Do Attribution Circuits Generalize?
Overview
Attribution graphs are the field's emerging standard for explaining transformer behavior, but they've only ever been validated in-sample: a graph is tested on the same prompt it was built from. This project asks whether circuits derived from attribution graphs actually generalize to held-out prompts, using Indirect Object Identification (IOI) in GPT-2 small as a testbed.
Key Findings
A five-dimension evaluation protocol (causal direction, cross-prompt stability, paraphrase transfer, cross-task specificity, and quantitative calibration) is run across three mechanistically distinct intervention regimes:
- Replacing all 12 MLP layers with pretrained transcoder approximations compounds approximation error into a 5.6-logit displacement of task signal, inverting the sufficiency metric and making generalization unmeasurable.
- Restricting transcoder replacement to the single most-attributed layer repairs this precondition and reveals a genuine negative result: the consensus MLP feature set transfers to held-out paraphrases with mean sufficiency of just 0.007, while achieving the best attribution-to-effect calibration of any regime tested (Spearman ρ = 0.483).
- Switching to exact hook-based ablation on attention heads yields the opposite result: a 37-head consensus circuit transfers to held-out paraphrase prompts with mean sufficiency 1.196 (versus 0.049 for a random baseline), confirming the attributed heads are causally sufficient and generalize across surface-form variation.

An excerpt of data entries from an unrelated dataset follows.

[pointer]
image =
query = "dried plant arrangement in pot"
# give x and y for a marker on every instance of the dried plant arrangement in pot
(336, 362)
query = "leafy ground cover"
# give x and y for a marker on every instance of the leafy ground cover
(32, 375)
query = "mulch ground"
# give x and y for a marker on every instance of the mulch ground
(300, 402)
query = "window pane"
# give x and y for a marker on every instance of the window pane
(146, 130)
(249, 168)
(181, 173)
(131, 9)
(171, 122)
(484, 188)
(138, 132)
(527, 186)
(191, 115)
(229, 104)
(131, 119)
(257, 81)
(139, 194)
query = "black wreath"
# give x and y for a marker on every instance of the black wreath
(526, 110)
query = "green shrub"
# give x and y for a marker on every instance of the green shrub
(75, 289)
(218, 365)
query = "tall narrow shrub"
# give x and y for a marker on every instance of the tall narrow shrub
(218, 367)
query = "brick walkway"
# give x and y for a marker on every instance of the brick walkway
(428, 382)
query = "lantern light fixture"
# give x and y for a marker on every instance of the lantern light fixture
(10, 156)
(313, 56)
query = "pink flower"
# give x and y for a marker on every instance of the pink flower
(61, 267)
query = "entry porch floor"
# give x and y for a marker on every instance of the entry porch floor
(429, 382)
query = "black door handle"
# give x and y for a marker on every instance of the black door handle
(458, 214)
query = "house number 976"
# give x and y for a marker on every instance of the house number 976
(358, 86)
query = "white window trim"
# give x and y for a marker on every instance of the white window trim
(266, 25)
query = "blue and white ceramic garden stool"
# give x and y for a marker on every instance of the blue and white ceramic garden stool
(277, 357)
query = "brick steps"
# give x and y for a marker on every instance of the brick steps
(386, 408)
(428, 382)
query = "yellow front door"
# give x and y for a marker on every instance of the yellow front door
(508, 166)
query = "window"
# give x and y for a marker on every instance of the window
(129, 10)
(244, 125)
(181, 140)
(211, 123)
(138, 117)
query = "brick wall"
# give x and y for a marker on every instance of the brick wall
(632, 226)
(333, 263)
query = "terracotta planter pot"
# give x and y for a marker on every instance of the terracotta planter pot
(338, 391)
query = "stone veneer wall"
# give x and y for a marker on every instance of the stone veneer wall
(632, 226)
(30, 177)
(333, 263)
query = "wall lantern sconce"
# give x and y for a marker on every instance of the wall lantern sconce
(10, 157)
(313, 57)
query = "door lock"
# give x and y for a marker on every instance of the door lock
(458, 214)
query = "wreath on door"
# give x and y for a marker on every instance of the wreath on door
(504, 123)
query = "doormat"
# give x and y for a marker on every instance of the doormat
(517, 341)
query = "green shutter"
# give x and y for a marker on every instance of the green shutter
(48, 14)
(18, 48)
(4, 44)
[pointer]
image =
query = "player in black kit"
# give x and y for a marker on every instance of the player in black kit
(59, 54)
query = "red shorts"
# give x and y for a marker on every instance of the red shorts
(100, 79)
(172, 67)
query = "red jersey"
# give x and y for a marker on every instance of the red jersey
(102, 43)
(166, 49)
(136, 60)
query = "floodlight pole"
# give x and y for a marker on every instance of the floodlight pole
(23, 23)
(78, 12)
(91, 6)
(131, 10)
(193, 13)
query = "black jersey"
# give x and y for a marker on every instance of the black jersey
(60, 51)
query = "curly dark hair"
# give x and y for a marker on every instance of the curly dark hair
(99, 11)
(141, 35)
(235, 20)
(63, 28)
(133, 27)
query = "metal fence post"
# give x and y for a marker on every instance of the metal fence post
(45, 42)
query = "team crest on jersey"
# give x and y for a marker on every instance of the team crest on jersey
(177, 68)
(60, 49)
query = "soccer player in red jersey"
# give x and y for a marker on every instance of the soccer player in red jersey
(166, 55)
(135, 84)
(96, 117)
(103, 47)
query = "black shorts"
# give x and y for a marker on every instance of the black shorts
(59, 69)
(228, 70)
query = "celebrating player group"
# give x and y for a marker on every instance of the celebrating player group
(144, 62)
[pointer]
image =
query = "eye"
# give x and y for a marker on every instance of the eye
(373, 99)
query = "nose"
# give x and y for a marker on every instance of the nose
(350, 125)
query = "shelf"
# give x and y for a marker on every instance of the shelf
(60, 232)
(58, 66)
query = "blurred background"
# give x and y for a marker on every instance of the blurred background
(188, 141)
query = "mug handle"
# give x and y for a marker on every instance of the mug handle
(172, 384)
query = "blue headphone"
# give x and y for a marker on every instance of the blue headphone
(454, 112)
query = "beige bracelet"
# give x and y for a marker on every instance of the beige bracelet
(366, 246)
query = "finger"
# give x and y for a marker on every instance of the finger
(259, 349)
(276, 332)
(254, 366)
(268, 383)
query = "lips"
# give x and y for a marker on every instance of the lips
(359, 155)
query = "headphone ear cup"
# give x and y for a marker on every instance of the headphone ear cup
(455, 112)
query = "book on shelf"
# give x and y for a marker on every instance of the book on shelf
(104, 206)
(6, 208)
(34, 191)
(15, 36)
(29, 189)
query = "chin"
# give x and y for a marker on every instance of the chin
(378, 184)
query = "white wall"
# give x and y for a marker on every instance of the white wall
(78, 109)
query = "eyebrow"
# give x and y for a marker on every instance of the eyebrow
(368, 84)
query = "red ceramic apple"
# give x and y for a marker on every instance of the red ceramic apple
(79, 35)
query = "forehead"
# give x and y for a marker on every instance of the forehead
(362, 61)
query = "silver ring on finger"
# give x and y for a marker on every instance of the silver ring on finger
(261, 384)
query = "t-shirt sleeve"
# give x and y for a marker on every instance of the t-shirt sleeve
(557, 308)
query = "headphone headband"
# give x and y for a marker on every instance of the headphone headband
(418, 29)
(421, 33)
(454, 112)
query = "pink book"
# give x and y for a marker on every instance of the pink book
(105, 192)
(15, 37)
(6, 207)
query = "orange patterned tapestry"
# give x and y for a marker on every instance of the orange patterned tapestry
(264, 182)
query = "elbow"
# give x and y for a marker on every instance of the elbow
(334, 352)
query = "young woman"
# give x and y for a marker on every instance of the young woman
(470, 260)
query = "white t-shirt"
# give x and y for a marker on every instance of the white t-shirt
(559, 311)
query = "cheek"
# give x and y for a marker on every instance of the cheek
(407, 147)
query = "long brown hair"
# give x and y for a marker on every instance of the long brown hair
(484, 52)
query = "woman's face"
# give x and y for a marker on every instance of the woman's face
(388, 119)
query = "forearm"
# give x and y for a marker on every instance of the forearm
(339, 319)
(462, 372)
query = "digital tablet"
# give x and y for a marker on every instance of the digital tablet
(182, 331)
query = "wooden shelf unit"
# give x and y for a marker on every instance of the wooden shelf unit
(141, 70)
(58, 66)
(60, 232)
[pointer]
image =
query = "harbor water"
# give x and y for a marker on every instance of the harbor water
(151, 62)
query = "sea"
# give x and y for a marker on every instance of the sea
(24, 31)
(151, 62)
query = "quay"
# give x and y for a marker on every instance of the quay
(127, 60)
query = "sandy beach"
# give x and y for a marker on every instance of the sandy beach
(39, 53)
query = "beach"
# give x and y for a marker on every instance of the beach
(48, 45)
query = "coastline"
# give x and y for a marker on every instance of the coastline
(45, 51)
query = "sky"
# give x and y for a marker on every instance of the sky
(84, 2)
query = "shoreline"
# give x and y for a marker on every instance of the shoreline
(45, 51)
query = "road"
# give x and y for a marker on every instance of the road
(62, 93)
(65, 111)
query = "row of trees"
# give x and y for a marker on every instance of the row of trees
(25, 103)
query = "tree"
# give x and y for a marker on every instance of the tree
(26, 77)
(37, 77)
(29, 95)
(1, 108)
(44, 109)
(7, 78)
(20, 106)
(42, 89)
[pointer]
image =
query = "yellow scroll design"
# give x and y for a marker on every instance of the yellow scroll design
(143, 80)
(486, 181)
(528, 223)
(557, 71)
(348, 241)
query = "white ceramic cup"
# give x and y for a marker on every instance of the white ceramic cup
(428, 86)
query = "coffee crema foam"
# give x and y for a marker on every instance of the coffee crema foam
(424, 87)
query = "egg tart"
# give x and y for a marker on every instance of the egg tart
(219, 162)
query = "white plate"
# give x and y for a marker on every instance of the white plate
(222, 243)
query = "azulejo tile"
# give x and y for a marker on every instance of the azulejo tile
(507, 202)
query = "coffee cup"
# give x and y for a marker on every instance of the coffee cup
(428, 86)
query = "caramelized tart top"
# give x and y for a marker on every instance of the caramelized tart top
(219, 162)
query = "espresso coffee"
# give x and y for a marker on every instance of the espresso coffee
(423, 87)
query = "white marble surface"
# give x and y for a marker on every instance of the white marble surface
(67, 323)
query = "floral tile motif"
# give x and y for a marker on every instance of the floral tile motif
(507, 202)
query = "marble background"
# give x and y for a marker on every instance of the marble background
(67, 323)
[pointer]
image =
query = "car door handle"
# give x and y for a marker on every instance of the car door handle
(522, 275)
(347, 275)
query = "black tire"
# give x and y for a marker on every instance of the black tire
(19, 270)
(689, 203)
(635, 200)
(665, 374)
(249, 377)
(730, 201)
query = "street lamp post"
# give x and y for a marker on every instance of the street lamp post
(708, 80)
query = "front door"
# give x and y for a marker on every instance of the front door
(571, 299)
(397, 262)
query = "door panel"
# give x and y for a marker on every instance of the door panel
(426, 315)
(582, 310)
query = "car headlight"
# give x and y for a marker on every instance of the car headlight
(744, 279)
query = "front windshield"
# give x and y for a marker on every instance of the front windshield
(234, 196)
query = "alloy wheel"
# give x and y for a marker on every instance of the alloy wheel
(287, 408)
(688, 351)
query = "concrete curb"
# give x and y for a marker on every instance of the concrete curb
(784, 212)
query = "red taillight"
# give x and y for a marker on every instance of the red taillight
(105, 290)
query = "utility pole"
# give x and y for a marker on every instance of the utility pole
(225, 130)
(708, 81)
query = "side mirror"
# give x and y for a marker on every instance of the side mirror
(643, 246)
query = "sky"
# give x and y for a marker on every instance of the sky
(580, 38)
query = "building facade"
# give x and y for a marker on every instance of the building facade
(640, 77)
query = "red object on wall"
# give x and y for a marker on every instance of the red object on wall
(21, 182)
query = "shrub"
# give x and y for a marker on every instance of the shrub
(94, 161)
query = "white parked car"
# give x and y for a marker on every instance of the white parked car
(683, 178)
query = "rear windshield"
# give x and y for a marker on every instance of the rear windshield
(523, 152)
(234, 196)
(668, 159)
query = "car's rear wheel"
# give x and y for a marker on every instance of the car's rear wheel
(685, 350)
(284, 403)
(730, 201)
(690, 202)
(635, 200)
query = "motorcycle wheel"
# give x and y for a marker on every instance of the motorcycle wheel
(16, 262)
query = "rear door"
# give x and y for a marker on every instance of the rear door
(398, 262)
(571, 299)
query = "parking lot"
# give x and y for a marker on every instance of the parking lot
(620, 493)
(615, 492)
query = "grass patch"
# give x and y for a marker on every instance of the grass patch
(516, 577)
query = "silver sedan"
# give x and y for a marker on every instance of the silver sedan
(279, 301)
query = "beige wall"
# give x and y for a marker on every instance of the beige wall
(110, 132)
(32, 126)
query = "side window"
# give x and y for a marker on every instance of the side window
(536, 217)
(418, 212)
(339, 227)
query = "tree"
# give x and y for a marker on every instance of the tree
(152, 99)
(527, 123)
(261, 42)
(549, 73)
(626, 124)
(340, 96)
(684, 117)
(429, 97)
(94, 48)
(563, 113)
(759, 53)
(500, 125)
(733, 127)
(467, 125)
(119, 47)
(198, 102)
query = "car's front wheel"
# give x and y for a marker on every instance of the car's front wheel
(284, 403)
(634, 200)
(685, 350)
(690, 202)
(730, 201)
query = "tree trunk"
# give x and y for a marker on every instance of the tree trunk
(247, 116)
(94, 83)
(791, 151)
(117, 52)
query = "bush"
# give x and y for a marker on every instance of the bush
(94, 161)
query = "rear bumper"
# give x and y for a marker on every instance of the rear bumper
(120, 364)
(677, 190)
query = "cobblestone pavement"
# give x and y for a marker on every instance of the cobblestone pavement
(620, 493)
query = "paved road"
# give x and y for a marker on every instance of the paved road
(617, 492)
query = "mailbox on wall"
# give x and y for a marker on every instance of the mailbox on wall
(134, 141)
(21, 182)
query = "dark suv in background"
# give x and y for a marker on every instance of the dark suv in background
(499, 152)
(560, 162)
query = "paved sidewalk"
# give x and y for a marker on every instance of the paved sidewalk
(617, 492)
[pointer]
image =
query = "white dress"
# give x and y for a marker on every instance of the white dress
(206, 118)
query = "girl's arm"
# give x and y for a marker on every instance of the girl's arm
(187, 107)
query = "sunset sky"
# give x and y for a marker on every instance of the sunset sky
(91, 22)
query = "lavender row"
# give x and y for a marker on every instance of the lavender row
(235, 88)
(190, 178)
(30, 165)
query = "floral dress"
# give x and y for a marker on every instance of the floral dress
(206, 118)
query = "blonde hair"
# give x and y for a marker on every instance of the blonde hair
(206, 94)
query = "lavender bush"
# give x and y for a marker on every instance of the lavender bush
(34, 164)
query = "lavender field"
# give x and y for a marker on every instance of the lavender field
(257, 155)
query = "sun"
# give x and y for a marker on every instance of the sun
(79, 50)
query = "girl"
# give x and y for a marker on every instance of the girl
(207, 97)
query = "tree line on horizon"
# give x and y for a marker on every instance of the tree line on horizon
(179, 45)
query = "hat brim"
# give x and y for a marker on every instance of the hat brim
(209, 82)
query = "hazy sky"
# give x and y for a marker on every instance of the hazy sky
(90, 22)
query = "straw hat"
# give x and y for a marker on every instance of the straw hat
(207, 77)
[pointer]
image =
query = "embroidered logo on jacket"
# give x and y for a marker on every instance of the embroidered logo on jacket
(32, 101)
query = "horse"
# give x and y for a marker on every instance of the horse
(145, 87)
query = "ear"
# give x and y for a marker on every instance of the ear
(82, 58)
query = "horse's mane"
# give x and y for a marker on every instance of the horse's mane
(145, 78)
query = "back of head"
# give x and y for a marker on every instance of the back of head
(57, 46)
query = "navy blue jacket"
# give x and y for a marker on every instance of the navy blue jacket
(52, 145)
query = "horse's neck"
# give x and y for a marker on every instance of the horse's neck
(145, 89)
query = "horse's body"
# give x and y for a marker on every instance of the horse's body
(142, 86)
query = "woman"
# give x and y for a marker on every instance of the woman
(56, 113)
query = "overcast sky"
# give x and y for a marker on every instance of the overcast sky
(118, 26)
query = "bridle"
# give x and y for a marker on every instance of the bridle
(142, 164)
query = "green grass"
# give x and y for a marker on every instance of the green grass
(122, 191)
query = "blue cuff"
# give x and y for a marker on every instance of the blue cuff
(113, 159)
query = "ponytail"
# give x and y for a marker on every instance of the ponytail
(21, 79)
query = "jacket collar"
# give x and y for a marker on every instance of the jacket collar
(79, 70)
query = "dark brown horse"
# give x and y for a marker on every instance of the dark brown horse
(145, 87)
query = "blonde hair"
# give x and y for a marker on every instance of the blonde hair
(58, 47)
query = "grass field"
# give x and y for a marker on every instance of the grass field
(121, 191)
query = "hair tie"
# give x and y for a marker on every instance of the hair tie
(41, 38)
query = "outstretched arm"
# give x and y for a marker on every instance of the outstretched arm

Together, the three regimes separate three previously conflated questions: is the measurement valid, does this component class carry the mechanism, and does attribution calibrate to effect size. The result is a design principle for causal interpretability experiments: an intervention framework must preserve task signal as a verifiable precondition before causal generalization can be meaningfully measured.